Culture
FTC rules Cambridge Analytica engaged in deceptive practices
The company went bankrupt and folded last year.
The Federal Trade Commission has ruled that Cambridge Analytica deceived Facebook users it collected personal data from. The incident erupted into a major privacy scandal for Facebook and resulted in the company being fined $5 billion.
This means nothing — The FTC in today’s decision ordered Cambridge Analytica to return or delete the offending data, and adhere to tougher privacy guidelines. The whole debacle already took the company down, however, and they ended operations last year. In practice the ruling doesn’t do very much at this point. It doesn’t include any further dictates for Facebook.
The fiasco began when it came to light that Cambridge Analytica was compiling voter profiles using Facebook user data improperly collected from a college professor’s “research” app. The company briefly worked with the Trump campaign on ad targeting so you can imagine why people were upset. Facebook was hit with that enormous (though small, relatively) fine after emails leaked revealing that the company was aware of Cambridge Analytica’s access to the data and didn’t do much about it.

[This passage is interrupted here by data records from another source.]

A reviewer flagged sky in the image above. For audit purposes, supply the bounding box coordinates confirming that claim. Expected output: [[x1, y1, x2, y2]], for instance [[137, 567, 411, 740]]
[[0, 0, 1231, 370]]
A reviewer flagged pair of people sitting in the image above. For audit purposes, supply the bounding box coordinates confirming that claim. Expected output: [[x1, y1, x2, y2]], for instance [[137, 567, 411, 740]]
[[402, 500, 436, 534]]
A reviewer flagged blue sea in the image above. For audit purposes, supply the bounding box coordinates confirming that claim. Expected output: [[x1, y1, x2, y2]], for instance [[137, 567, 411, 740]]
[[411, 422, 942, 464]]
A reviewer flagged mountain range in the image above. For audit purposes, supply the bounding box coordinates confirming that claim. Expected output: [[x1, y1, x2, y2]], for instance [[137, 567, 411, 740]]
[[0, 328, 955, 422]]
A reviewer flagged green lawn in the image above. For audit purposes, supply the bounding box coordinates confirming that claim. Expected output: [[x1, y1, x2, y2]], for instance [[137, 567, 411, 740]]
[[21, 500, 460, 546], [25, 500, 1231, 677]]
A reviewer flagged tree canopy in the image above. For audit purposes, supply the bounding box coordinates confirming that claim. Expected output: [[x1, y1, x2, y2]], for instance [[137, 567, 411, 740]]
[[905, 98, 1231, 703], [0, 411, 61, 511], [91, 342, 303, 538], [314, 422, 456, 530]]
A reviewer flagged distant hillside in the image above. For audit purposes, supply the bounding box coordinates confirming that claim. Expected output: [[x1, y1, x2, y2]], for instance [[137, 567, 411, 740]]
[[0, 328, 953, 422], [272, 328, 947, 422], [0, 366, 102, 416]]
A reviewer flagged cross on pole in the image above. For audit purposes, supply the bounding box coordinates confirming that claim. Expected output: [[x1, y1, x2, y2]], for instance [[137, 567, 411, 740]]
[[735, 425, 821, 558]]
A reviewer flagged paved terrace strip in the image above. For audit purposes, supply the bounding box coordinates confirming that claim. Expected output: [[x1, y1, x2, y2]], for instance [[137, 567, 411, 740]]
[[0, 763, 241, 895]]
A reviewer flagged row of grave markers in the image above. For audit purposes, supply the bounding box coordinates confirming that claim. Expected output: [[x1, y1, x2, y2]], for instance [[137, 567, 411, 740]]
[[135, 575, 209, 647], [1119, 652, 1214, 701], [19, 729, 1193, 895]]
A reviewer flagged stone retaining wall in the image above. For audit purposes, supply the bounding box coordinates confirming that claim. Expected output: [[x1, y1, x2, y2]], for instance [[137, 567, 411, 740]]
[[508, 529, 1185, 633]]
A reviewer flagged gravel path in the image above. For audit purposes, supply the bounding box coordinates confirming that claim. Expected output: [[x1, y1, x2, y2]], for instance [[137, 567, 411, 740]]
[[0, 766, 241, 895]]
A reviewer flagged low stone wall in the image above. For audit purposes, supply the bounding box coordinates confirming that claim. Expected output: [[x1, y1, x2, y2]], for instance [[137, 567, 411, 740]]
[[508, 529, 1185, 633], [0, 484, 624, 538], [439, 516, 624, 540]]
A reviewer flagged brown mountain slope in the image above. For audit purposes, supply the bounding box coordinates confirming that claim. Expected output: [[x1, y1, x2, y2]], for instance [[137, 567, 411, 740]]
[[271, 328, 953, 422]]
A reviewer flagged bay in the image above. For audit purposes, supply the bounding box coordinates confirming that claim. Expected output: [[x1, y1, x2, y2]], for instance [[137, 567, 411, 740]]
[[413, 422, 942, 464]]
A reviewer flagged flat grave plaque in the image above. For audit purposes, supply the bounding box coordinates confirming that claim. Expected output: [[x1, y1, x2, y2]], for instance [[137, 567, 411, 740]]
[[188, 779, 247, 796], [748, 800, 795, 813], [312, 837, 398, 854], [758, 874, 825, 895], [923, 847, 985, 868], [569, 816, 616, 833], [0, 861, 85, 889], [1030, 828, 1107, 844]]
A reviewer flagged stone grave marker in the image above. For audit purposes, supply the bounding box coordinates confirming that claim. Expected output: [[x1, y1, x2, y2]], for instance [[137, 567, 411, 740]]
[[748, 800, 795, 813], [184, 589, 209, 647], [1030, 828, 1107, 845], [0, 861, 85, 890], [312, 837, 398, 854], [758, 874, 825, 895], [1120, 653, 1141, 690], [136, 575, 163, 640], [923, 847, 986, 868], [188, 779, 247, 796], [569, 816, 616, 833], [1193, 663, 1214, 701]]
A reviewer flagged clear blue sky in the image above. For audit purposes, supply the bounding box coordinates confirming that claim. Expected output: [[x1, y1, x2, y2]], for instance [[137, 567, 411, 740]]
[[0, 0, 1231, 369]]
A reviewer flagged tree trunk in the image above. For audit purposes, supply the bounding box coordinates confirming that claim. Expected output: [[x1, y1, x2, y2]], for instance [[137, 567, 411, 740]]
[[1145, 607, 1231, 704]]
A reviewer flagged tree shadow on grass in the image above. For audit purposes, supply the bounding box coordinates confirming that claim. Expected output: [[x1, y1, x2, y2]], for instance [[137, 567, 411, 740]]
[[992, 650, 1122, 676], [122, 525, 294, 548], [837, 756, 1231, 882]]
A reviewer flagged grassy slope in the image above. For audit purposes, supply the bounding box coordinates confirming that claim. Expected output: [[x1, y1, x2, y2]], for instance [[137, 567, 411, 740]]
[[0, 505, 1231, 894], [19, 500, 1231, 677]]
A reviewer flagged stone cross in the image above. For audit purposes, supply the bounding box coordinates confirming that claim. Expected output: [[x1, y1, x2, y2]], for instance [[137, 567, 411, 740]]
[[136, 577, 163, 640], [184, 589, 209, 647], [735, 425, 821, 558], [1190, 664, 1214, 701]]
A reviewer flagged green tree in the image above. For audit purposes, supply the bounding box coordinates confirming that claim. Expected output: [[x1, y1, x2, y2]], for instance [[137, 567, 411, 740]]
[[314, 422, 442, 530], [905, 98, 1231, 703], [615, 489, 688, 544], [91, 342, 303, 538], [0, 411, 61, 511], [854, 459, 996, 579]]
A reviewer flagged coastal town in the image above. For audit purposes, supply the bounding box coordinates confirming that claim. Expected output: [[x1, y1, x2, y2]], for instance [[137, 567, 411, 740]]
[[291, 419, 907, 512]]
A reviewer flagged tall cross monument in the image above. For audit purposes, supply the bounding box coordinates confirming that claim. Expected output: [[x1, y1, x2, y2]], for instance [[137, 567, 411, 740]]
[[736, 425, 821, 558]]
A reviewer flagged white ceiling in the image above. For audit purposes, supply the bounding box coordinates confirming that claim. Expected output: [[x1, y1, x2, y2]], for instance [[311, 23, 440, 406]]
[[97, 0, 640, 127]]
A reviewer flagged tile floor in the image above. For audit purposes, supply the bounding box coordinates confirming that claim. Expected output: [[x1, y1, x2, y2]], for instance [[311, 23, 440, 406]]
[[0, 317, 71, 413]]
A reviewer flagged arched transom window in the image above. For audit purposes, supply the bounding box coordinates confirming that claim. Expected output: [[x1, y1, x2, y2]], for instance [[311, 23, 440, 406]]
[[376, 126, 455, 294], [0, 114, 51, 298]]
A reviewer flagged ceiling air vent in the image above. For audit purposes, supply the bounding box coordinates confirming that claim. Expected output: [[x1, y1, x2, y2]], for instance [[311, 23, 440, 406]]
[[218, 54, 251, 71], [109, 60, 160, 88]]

“The Federal Trade Commission issued an Opinion finding that the data analytics and consulting company Cambridge Analytica, LLC engaged in deceptive practices to harvest personal information from tens of millions of Facebook users for voter profiling and targeting,” the agency wrote in its announcement.
Facebook is fine — The $5 billion fine Facebook had to pay was largely viewed by the public as a slap on the wrist. The company’s total revenue for 2018 was $55 billion and its stock price has only continued an upward rise despite repeated privacy scandals. Consumer trust surrounding Facebook has plummeted, but it’s a monopoly company that acquires or squeezes out its competitors, so while there has been slight decline in its userbase, the company shows no signs of weakening no matter how much the FTC calls it out.